10 August 2022

The 1000FARMS Community

You can now be part of the 1000FARMS Community of Practice and meet other members, discuss events, share your ideas, make suggestions, find solutions to technical problems and connect with the people who make 1000FARMS possible. You can also discuss features on your ClimMob or tricot wish list and share ideas for improving existing features. No technical knowledge is needed! You can join here: https://community.1000farms.net/

Meet Dean Muungani and Hugo Dorado

Dean, a Zimbabwean, recently joined Wageningen University & Research as a guest PhD under the 1000FARMS project. He has been working as a Product Manager, Grain Crops at IITA since January 2021. Previously he worked as a Senior Maize Breeder and Product Development Manager for Seed Co Limited, an African seed company with presence in more than 16 African countries.

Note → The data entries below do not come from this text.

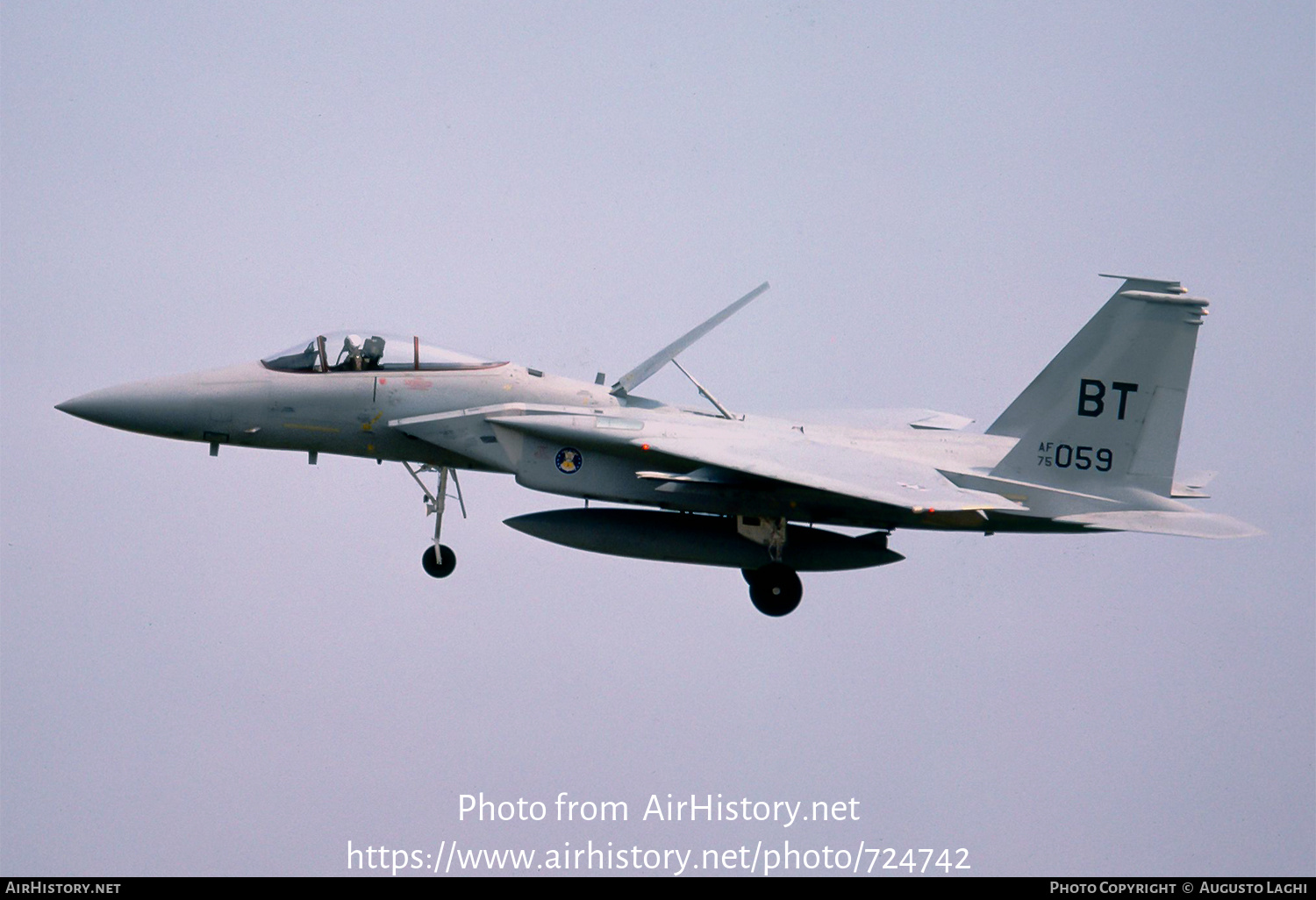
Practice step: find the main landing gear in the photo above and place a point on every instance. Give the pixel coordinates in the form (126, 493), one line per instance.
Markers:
(439, 558)
(774, 589)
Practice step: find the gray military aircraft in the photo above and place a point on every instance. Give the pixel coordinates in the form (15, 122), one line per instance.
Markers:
(1089, 446)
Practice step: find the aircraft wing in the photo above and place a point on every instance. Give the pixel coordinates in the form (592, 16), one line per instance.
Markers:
(1157, 521)
(794, 460)
(849, 471)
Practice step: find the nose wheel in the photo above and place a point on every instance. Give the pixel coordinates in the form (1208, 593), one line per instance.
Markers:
(774, 589)
(441, 563)
(439, 558)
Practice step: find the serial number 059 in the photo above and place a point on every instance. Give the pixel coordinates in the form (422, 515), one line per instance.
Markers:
(1062, 455)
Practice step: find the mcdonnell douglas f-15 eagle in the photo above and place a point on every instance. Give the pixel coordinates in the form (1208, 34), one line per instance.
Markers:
(1089, 446)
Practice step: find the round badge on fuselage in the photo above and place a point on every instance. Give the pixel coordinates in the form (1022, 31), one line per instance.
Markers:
(569, 461)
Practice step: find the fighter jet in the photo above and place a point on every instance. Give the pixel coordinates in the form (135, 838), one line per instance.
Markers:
(1089, 446)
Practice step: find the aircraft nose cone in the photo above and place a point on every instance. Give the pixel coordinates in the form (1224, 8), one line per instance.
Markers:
(163, 407)
(94, 407)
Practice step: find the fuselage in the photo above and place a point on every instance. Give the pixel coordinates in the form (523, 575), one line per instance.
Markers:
(349, 413)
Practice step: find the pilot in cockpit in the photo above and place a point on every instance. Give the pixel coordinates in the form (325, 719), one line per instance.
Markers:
(360, 355)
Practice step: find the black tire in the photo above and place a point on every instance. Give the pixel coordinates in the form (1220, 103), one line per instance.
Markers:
(774, 589)
(439, 565)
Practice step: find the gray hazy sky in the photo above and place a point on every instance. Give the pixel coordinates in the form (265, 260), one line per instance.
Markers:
(237, 665)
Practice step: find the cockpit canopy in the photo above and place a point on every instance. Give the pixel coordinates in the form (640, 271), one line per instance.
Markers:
(347, 352)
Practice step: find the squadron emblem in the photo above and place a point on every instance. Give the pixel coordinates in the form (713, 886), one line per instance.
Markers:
(569, 461)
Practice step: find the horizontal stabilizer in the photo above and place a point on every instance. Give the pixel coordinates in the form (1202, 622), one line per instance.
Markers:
(1155, 521)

Hugo is a data scientist with more than 10 years of experience applying machine learning and statistical methods in the analysis of G × E × M patterns on tropical crop yields. He was part of the Alliance of Bioversity International and CIAT, where he led a team of data scientists, and he recently joined Wageningen University & Research as a PhD student.

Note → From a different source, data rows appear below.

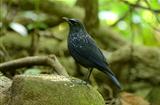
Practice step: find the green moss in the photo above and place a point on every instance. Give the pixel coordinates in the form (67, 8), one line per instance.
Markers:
(35, 90)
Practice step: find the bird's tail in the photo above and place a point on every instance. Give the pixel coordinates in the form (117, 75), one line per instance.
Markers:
(112, 77)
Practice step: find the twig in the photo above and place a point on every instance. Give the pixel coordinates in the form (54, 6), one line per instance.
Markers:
(50, 60)
(142, 7)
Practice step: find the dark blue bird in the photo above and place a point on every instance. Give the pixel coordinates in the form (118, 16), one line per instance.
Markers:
(85, 51)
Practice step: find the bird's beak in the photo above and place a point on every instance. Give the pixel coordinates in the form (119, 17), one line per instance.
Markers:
(65, 18)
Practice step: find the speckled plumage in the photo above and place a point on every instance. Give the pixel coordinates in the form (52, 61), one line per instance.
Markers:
(85, 51)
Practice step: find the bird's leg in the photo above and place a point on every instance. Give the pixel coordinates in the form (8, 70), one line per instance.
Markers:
(89, 74)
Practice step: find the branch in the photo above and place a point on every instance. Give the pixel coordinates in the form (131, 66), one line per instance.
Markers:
(142, 7)
(50, 60)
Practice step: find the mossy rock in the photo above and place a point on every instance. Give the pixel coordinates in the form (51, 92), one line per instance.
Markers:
(52, 90)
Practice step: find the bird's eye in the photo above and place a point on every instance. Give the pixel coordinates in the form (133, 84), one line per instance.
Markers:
(73, 21)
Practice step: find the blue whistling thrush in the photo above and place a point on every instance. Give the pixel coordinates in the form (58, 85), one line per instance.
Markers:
(85, 51)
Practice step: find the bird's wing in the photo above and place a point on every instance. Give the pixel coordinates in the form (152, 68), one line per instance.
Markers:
(91, 52)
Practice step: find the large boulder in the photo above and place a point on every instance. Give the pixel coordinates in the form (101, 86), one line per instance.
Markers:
(52, 90)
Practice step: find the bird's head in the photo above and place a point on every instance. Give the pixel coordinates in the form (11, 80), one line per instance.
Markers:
(73, 22)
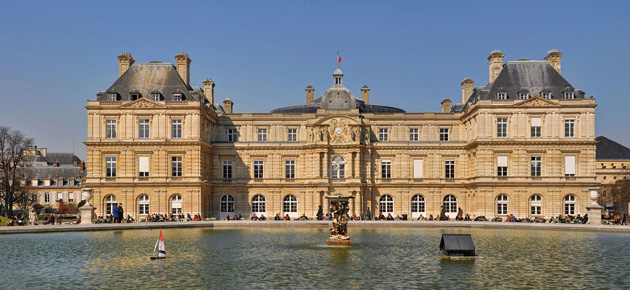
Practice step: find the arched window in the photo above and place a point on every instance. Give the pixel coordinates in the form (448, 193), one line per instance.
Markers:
(110, 201)
(143, 204)
(386, 204)
(535, 204)
(450, 205)
(259, 204)
(338, 167)
(227, 206)
(418, 206)
(176, 204)
(569, 205)
(289, 206)
(502, 202)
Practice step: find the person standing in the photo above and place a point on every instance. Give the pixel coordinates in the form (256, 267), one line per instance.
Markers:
(120, 213)
(114, 214)
(320, 214)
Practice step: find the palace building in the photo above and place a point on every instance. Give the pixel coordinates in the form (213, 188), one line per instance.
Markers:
(524, 145)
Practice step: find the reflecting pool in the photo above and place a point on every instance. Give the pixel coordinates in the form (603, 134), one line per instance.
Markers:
(382, 258)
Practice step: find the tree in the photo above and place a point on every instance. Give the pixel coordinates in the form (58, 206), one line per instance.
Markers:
(13, 168)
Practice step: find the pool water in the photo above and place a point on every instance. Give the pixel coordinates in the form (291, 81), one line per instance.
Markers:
(296, 258)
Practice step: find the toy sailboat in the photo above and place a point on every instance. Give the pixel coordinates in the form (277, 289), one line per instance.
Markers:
(159, 249)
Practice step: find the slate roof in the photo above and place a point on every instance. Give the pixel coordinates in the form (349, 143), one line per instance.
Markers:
(149, 77)
(532, 76)
(607, 149)
(337, 97)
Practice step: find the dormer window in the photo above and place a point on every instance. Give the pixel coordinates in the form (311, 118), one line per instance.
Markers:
(523, 95)
(546, 95)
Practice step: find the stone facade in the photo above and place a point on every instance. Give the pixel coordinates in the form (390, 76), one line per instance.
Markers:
(287, 161)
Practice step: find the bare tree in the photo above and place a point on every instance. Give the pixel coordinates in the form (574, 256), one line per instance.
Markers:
(13, 168)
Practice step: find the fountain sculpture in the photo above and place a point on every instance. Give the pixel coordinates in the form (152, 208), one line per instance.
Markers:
(339, 231)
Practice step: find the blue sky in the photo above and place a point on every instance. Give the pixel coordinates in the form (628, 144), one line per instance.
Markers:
(262, 54)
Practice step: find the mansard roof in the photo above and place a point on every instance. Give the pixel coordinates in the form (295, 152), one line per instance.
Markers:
(145, 78)
(607, 149)
(532, 76)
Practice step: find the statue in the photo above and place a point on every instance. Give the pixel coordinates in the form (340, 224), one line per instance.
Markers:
(339, 231)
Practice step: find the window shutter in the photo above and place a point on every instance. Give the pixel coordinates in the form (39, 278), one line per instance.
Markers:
(417, 168)
(569, 165)
(144, 164)
(502, 161)
(536, 122)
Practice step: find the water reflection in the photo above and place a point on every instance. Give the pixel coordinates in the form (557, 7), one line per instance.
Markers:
(298, 258)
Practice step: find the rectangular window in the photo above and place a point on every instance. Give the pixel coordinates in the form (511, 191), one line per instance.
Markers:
(110, 165)
(292, 135)
(449, 169)
(143, 128)
(110, 129)
(176, 166)
(232, 135)
(536, 125)
(176, 128)
(143, 166)
(413, 135)
(417, 168)
(258, 168)
(289, 169)
(501, 165)
(536, 166)
(262, 135)
(383, 134)
(501, 127)
(386, 169)
(569, 166)
(569, 128)
(227, 168)
(444, 135)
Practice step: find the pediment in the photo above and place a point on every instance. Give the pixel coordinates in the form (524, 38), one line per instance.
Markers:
(537, 102)
(142, 103)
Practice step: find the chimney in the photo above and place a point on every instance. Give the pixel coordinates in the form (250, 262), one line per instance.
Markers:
(227, 106)
(208, 90)
(496, 64)
(309, 94)
(553, 58)
(365, 94)
(467, 86)
(183, 66)
(446, 106)
(124, 62)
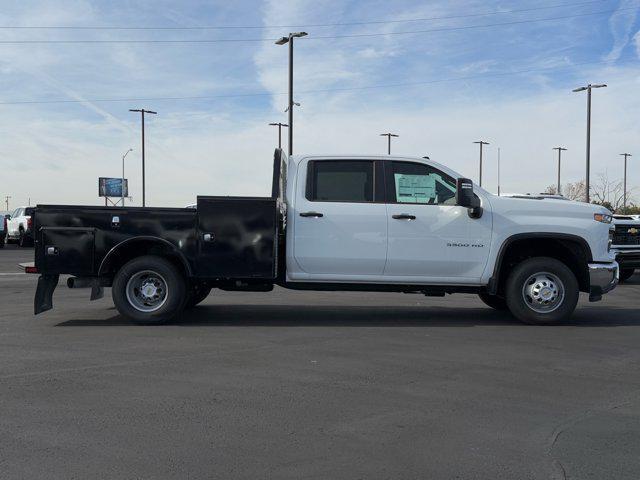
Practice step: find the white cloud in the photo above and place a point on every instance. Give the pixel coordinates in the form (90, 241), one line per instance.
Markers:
(225, 146)
(621, 23)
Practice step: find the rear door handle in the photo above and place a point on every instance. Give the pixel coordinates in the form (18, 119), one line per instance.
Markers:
(404, 216)
(311, 214)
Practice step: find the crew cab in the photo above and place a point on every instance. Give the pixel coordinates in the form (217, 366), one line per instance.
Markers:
(626, 244)
(19, 226)
(333, 223)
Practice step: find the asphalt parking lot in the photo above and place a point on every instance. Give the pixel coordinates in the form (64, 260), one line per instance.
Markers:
(293, 385)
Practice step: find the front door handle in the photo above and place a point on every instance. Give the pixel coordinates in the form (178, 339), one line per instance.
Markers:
(311, 214)
(404, 216)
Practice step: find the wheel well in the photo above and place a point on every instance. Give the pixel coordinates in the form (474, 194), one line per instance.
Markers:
(128, 250)
(572, 252)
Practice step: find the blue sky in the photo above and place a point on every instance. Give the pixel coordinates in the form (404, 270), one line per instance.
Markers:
(503, 77)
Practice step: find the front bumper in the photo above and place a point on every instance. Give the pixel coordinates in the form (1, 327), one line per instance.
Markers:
(627, 257)
(603, 277)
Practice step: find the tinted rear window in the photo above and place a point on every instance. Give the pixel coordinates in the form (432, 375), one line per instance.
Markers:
(340, 181)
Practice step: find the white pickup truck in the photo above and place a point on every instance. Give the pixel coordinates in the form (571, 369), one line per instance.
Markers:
(336, 222)
(626, 244)
(19, 226)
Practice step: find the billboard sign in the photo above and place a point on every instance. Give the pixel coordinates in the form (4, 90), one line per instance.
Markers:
(112, 187)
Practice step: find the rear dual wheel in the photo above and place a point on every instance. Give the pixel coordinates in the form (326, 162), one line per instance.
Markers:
(149, 290)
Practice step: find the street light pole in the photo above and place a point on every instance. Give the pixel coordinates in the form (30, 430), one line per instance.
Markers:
(498, 171)
(588, 88)
(624, 193)
(142, 112)
(282, 41)
(389, 135)
(122, 181)
(481, 143)
(279, 125)
(560, 150)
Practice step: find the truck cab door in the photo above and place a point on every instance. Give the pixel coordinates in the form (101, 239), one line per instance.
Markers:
(14, 222)
(431, 239)
(339, 221)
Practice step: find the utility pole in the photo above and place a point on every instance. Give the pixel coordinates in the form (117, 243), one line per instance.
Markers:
(142, 112)
(283, 41)
(624, 201)
(389, 135)
(560, 150)
(279, 125)
(481, 143)
(122, 181)
(588, 89)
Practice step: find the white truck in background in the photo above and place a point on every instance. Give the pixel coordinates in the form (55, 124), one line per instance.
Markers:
(335, 223)
(19, 226)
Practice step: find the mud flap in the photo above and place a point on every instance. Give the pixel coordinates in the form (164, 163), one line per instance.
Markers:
(96, 293)
(44, 293)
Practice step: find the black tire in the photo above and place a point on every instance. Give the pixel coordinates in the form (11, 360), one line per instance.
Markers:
(626, 274)
(494, 301)
(196, 295)
(165, 282)
(531, 286)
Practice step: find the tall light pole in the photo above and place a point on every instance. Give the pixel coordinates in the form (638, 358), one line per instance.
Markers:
(122, 181)
(481, 143)
(283, 41)
(498, 171)
(279, 125)
(389, 135)
(588, 89)
(142, 112)
(560, 150)
(624, 192)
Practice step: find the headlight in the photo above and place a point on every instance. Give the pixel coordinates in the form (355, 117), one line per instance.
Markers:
(602, 217)
(610, 243)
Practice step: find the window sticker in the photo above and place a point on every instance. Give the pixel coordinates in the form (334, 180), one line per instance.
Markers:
(414, 188)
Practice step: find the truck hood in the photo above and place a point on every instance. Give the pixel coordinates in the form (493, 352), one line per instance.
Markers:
(548, 206)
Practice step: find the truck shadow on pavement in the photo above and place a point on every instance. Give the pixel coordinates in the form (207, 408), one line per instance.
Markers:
(361, 316)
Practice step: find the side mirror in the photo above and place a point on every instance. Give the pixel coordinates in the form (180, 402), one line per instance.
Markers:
(464, 194)
(466, 198)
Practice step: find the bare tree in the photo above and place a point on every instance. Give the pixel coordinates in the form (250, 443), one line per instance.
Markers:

Dean and Hugo will be part of the variety performance analysis activity.

Tricot data and the variety release process

Led by Anna Muller, the informing product management activity is geared toward putting all the conditions in place to ensure that the improved on-farm trial (OFT) data is parlayed into better release decisions. This is why during the past months, Anna and her team have reviewed the existing literature on variety release in Africa, and gained an overview of important regulatory and legal documents with regard to variety release. They have produced a table with key data for the release systems in the project target countries, as well as a document with background information for understanding the political economy of variety release systems in Africa.

“By talking to five selected experts with experience in using tricot or other OFT data in the variety release process, we gained a better understanding on opportunities and challenges for tricot data in the variety release process.” – Anna Muller.

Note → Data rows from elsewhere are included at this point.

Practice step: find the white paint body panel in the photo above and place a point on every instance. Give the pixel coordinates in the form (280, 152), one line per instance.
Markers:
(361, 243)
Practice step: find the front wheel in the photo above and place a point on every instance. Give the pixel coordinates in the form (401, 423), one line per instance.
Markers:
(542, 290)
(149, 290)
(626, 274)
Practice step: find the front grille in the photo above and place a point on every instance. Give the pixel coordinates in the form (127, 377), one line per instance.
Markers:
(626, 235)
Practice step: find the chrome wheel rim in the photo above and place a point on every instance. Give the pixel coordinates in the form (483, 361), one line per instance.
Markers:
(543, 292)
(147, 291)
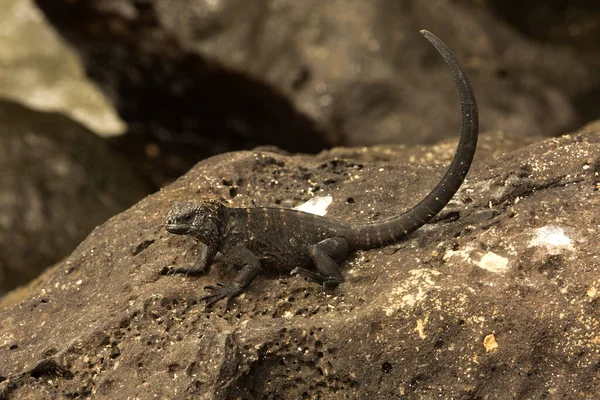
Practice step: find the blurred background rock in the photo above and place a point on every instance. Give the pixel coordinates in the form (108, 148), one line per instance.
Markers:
(40, 71)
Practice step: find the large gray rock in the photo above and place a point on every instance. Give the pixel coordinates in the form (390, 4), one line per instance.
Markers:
(57, 182)
(360, 70)
(498, 298)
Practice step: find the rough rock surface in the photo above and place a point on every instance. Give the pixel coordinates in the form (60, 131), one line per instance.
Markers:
(57, 182)
(180, 69)
(498, 298)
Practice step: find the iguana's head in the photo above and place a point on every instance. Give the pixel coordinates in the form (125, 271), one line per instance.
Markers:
(195, 218)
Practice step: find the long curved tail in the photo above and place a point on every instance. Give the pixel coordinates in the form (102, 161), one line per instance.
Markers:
(379, 233)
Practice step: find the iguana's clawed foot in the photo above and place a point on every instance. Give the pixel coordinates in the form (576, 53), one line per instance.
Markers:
(219, 292)
(328, 282)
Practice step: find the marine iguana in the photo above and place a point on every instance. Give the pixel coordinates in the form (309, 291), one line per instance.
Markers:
(294, 241)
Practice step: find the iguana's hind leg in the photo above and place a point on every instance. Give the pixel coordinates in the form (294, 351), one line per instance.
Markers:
(326, 255)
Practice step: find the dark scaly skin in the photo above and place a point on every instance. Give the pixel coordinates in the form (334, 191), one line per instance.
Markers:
(297, 242)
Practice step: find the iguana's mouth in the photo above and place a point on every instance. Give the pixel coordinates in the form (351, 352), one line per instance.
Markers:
(178, 229)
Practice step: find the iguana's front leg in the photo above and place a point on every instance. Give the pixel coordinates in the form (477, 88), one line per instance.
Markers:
(207, 254)
(241, 256)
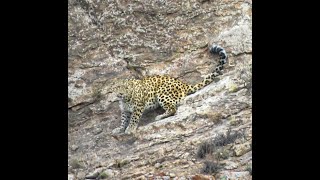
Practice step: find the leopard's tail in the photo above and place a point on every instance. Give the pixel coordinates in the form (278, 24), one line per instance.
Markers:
(214, 49)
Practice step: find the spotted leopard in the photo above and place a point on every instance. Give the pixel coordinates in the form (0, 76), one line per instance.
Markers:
(137, 96)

How does tricot data integrate into the decision-making process of the crop-improvement cycle? By talking to experts (breeders, social scientists, data scientists, etc.) the team started to gain a deeper understanding of how this data is, or can be, integrated into decision making, and what challenges or opportunities could arise. They came to the conclusion that trust in the data coming from the tricot trial might be an issue among decision makers, and they have decided to focus on producing supporting information to communicate the data quality strategy in tricot and ClimMob; developing training materials in collaboration with the 1000FARMS course activity; and establishing a Community of Practice for the project. In the coming months, a document that will help communicate data quality in ClimMob will be available.

Standard operating procedures: developed, submitted and agreed

Generating on-farm trial standard operating procedures (SOPs) with farmer-led yield estimation that are applicable to all CGIAR mandate crops, for both farmer and consumer testing, is at the core of the data collection activity. During the past few months, developing the SOPs for maize, groundnut, potato, sorghum, beans, cassava and cowpea has been a priority. With all of these being submitted to the various breeding teams, partners and collaborators for feedback, and with three of them – for maize, bean and cassava – being agreed upon, good progress has been made so far. A draft document has also been developed that accompanies the SOPs to serve as a reference for organizing, managing and establishing tricot-based trials. This document includes (among others) information on farmer sampling, logistics, distribution of packages and institutional requirements. The testing of the SOPs for maize and beans will begin imminently in Kenya and Tanzania, respectively. Feedback from these tests will be used to further improve the methodology for these and other grain crops.